Moreover, during the sidelines of the UNGA during an interview with a South African Broadcasting Corporation journalist, when pressed about the controversial and fraudulent elections in Zimbabwe, Ramaphosa resorted to whataboutism and spin doctoring in an effort to sanitise the widely condemned elections.
Consequently, there was a lack of demonstrable political will or diplomatic signal from Ramaphosa on how he will attempt to help in resolving the political and electoral crisis in Zimbabwe.
This was in direct contrast with the position laid out by Mbeki who was also in New York and was interviewed by the same journalist. Accordingly, Mbeki laid out a political strategy on what should be done and how previously he had managed to mediate and found a solution to the Zimbabwean crisis in 2008.
Needless to say, Ramaphosa and the ANC through their commissions and omissions have demonstrated that they will remain indifferent to the current political and socio-economic crisis in Zimbabwe. Thus, they will continue with their business-as-usual approach and adopt a wait-and-see attitude.
As a result, President Ramaphosa will not likely adopt a hands-on approach and mediate in the Zimbabwean crisis in the similar way Mbeki did. The possibility of Ramaphosa or the ANC government acting as an impartial and neutral mediator and interlocutor to this crisis has been made untenable by the moral delinquency of ANC secretary-general Fikile Mbalula. Mbalula has openly supported and endorsed the Zanu PF government and President Mnangagwa.

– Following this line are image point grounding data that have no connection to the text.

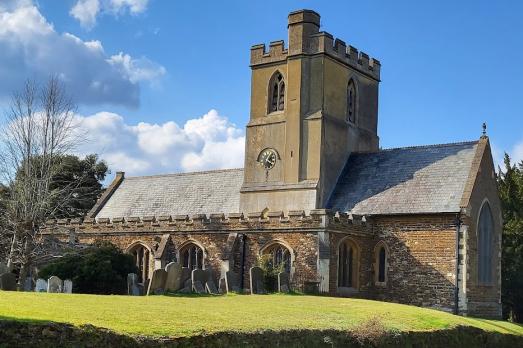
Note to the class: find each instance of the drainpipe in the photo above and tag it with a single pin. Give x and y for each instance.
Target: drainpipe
(456, 287)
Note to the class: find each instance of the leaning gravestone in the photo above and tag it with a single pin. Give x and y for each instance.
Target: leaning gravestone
(28, 284)
(132, 285)
(257, 280)
(157, 283)
(8, 282)
(68, 286)
(41, 285)
(3, 268)
(284, 282)
(232, 281)
(54, 285)
(174, 276)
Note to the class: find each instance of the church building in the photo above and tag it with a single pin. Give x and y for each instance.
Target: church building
(417, 225)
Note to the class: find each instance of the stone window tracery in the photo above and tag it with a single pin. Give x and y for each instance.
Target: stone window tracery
(277, 93)
(485, 245)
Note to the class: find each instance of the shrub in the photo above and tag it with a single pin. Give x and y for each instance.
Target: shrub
(270, 272)
(101, 269)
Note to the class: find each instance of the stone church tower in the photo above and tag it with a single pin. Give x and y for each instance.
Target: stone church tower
(313, 103)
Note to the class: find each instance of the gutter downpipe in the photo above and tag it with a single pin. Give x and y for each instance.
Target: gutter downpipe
(456, 287)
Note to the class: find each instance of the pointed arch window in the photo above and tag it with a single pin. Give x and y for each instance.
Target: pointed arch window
(485, 245)
(191, 256)
(351, 102)
(347, 265)
(277, 93)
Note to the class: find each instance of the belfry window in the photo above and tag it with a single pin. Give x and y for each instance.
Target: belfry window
(485, 245)
(347, 265)
(280, 256)
(277, 93)
(351, 102)
(192, 256)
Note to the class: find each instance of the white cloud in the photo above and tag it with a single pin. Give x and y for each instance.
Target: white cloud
(86, 11)
(207, 142)
(31, 48)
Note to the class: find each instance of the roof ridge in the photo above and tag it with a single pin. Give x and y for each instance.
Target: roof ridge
(184, 173)
(431, 145)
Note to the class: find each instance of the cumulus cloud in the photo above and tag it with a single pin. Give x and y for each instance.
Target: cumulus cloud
(208, 142)
(31, 48)
(86, 11)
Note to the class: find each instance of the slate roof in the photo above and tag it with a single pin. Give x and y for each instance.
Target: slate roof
(208, 192)
(412, 180)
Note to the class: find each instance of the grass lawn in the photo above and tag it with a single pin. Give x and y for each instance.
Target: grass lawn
(176, 316)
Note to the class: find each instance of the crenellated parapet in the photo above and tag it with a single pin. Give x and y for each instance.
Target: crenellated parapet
(273, 220)
(306, 39)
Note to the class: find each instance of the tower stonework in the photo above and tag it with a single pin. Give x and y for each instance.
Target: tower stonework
(328, 109)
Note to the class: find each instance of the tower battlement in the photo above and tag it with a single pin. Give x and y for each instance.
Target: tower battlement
(306, 39)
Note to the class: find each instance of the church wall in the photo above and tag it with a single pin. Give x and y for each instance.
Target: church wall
(482, 299)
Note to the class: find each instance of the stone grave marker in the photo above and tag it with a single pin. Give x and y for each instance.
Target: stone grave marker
(8, 282)
(157, 283)
(232, 281)
(284, 282)
(132, 285)
(54, 285)
(3, 268)
(68, 286)
(28, 284)
(257, 280)
(198, 287)
(174, 276)
(41, 285)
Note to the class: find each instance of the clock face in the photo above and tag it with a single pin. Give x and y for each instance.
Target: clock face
(268, 158)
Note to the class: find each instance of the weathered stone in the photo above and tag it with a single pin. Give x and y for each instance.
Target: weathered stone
(28, 284)
(198, 287)
(174, 276)
(8, 282)
(284, 283)
(132, 285)
(41, 285)
(157, 284)
(257, 280)
(68, 286)
(232, 282)
(54, 285)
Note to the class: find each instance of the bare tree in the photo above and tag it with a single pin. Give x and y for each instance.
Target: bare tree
(39, 128)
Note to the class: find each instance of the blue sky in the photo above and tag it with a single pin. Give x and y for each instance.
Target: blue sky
(447, 66)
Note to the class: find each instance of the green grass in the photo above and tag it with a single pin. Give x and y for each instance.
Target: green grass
(176, 316)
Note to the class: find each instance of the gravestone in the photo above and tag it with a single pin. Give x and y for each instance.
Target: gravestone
(174, 276)
(41, 285)
(68, 286)
(257, 280)
(3, 268)
(232, 281)
(132, 285)
(28, 284)
(8, 282)
(54, 285)
(198, 287)
(157, 283)
(284, 282)
(211, 288)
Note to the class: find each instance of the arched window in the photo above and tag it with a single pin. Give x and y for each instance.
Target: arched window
(191, 256)
(279, 255)
(381, 254)
(142, 257)
(351, 102)
(485, 241)
(277, 93)
(347, 265)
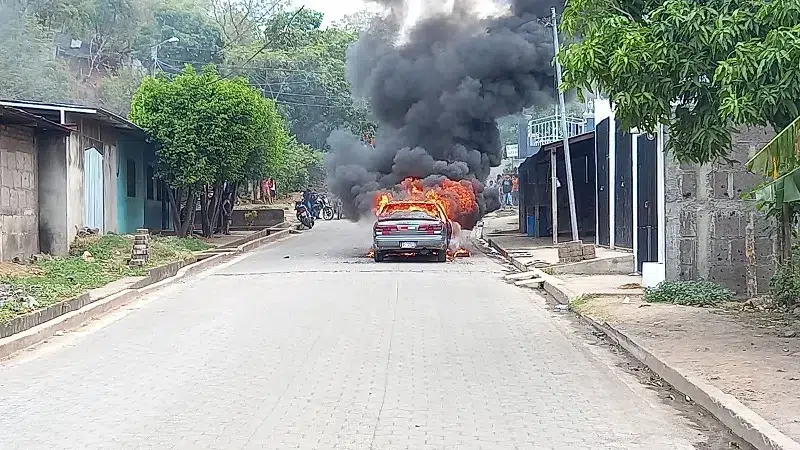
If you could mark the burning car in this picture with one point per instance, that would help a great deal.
(415, 227)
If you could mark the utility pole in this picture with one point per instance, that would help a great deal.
(565, 135)
(154, 52)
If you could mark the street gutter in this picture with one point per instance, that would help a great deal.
(741, 420)
(38, 326)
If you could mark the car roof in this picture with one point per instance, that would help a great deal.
(424, 202)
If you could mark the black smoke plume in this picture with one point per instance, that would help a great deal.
(437, 97)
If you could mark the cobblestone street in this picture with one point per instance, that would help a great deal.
(308, 344)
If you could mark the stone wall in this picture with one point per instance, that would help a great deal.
(711, 233)
(19, 223)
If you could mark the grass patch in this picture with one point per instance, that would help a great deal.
(688, 293)
(57, 279)
(578, 303)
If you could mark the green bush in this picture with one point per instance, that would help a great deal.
(689, 293)
(784, 287)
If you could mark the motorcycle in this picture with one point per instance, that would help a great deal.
(323, 207)
(303, 215)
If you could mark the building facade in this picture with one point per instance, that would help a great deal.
(92, 177)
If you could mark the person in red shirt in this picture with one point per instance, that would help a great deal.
(515, 190)
(265, 191)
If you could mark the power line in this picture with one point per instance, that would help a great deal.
(285, 102)
(231, 66)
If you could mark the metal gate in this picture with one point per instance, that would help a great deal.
(647, 209)
(601, 156)
(623, 190)
(93, 189)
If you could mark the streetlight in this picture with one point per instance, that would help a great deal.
(154, 51)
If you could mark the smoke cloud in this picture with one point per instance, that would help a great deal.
(437, 97)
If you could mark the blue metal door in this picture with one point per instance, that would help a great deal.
(93, 189)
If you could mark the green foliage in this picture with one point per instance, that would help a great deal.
(701, 68)
(302, 67)
(294, 173)
(689, 293)
(54, 280)
(199, 40)
(784, 287)
(114, 92)
(29, 69)
(207, 128)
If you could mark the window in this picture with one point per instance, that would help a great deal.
(131, 178)
(151, 183)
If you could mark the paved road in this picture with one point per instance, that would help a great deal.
(307, 344)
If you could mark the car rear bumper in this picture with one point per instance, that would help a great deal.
(394, 243)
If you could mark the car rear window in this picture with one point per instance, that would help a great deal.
(407, 215)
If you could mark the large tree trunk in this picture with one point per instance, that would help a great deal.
(785, 233)
(210, 208)
(182, 212)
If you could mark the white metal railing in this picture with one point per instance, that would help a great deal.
(548, 129)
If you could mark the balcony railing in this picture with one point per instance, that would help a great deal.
(548, 129)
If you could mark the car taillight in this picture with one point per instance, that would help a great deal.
(385, 229)
(431, 229)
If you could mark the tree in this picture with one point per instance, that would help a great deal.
(239, 20)
(297, 168)
(29, 70)
(115, 91)
(701, 68)
(199, 40)
(302, 68)
(207, 129)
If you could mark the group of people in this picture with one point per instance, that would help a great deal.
(508, 189)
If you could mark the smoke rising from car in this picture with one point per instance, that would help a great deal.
(437, 95)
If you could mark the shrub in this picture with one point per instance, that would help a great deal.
(784, 287)
(689, 293)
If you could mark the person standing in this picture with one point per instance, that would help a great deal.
(507, 187)
(264, 186)
(499, 185)
(273, 190)
(227, 214)
(515, 190)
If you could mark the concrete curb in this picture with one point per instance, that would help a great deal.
(113, 300)
(741, 420)
(552, 285)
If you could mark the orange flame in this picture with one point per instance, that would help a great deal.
(457, 198)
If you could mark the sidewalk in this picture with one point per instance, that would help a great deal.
(740, 364)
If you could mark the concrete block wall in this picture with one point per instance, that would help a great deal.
(19, 200)
(711, 233)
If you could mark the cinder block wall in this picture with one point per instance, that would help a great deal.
(19, 218)
(711, 233)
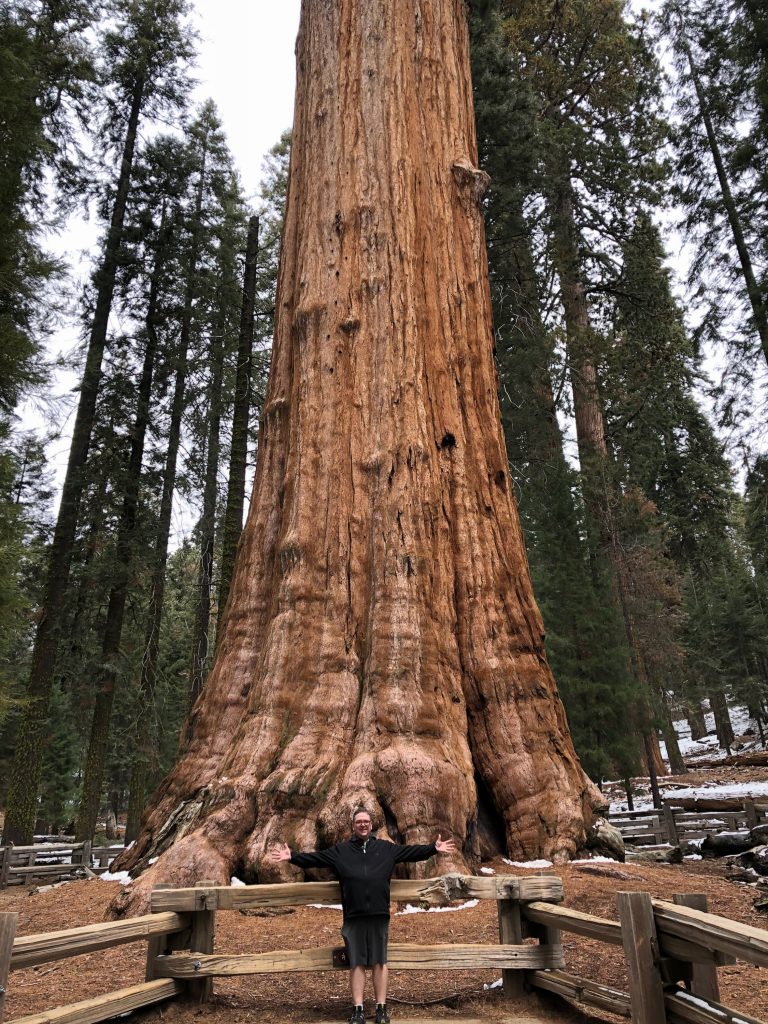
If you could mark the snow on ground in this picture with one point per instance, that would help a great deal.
(122, 877)
(709, 744)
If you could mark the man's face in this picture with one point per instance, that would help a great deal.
(361, 825)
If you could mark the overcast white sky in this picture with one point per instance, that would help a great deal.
(247, 67)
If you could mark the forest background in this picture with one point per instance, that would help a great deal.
(633, 398)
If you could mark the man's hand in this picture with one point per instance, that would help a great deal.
(444, 846)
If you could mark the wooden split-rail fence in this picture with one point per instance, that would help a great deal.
(675, 824)
(672, 949)
(53, 861)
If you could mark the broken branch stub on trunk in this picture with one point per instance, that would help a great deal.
(381, 643)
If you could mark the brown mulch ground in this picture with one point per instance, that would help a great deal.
(311, 997)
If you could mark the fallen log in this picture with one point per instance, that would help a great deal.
(706, 803)
(660, 855)
(725, 845)
(753, 759)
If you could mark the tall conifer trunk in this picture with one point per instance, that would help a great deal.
(236, 492)
(381, 642)
(23, 793)
(593, 451)
(754, 291)
(147, 684)
(124, 547)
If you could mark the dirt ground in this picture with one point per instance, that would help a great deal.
(323, 996)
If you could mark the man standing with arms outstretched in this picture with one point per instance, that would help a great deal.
(364, 866)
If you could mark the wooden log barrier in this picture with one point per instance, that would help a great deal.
(202, 937)
(711, 932)
(510, 934)
(401, 956)
(581, 990)
(704, 976)
(7, 933)
(424, 892)
(103, 1008)
(29, 950)
(641, 951)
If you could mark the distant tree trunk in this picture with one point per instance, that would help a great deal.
(25, 783)
(381, 642)
(593, 451)
(675, 758)
(695, 718)
(236, 492)
(207, 527)
(124, 549)
(723, 726)
(754, 291)
(147, 684)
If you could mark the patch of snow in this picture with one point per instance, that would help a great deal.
(410, 908)
(596, 860)
(694, 999)
(122, 877)
(723, 792)
(527, 863)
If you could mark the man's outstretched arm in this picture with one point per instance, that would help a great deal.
(318, 858)
(423, 851)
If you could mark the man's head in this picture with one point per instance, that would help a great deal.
(361, 823)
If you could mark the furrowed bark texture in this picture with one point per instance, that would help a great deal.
(381, 643)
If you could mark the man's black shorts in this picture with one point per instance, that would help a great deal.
(366, 939)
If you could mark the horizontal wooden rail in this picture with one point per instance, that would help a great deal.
(573, 921)
(46, 868)
(430, 892)
(32, 949)
(712, 932)
(102, 1008)
(400, 956)
(681, 1009)
(582, 990)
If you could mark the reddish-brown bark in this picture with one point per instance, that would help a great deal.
(381, 642)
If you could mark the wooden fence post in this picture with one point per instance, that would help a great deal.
(5, 859)
(7, 933)
(31, 858)
(201, 941)
(510, 934)
(672, 834)
(641, 949)
(705, 979)
(157, 945)
(751, 813)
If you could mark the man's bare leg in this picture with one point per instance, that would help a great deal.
(381, 977)
(357, 984)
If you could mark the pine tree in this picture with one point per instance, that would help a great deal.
(144, 52)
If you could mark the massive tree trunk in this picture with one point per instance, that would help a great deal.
(381, 643)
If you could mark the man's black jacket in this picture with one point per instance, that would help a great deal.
(364, 869)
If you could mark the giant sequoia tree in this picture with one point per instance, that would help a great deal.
(381, 642)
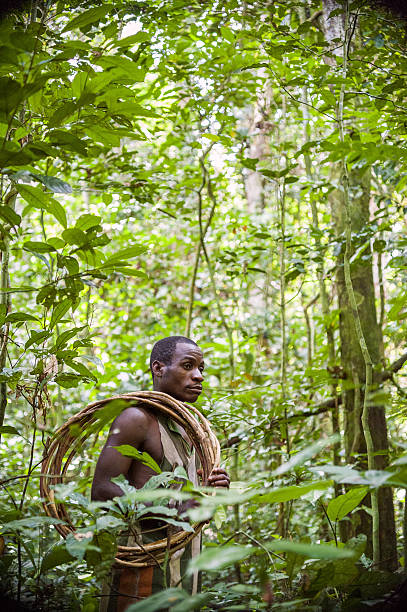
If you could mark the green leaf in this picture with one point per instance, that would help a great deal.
(68, 381)
(54, 557)
(33, 195)
(131, 272)
(8, 429)
(88, 17)
(129, 451)
(9, 215)
(216, 558)
(30, 523)
(339, 507)
(87, 221)
(15, 317)
(57, 210)
(53, 183)
(227, 34)
(134, 39)
(283, 494)
(74, 236)
(124, 254)
(59, 311)
(38, 247)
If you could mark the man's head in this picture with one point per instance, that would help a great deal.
(177, 366)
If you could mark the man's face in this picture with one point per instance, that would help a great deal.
(183, 377)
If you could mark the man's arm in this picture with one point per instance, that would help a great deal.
(130, 427)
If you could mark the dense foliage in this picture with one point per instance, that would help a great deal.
(235, 172)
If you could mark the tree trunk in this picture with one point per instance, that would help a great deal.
(353, 362)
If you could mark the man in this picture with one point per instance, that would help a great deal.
(177, 368)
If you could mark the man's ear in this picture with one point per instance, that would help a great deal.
(157, 368)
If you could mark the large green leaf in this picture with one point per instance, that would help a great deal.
(339, 507)
(283, 494)
(143, 457)
(124, 254)
(33, 195)
(53, 183)
(88, 17)
(59, 311)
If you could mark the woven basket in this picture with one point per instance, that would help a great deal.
(66, 442)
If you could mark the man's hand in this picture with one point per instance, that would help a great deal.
(219, 478)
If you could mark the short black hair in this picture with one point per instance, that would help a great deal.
(164, 349)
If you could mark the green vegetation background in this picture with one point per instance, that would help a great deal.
(234, 172)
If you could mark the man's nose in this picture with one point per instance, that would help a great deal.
(197, 374)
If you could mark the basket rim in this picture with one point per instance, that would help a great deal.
(63, 445)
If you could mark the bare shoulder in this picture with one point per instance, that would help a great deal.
(133, 420)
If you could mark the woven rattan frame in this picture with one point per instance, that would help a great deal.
(65, 443)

Mbalula, through his social media posts, has behaved and acted like a de facto Zanu PF political commissar. Furthermore, he has shown clear disdain for the opposition Citizens’ Coalition for Change and its leader Nelson Chamisa. Consequently, President Ramaphosa is likely to continue with his fence sitting approach with little diplomatic manoeuvres towards resolving the crisis in Zimbabwe
About the writer: Taona Blessing Denhere is a human rights and international development lawyer.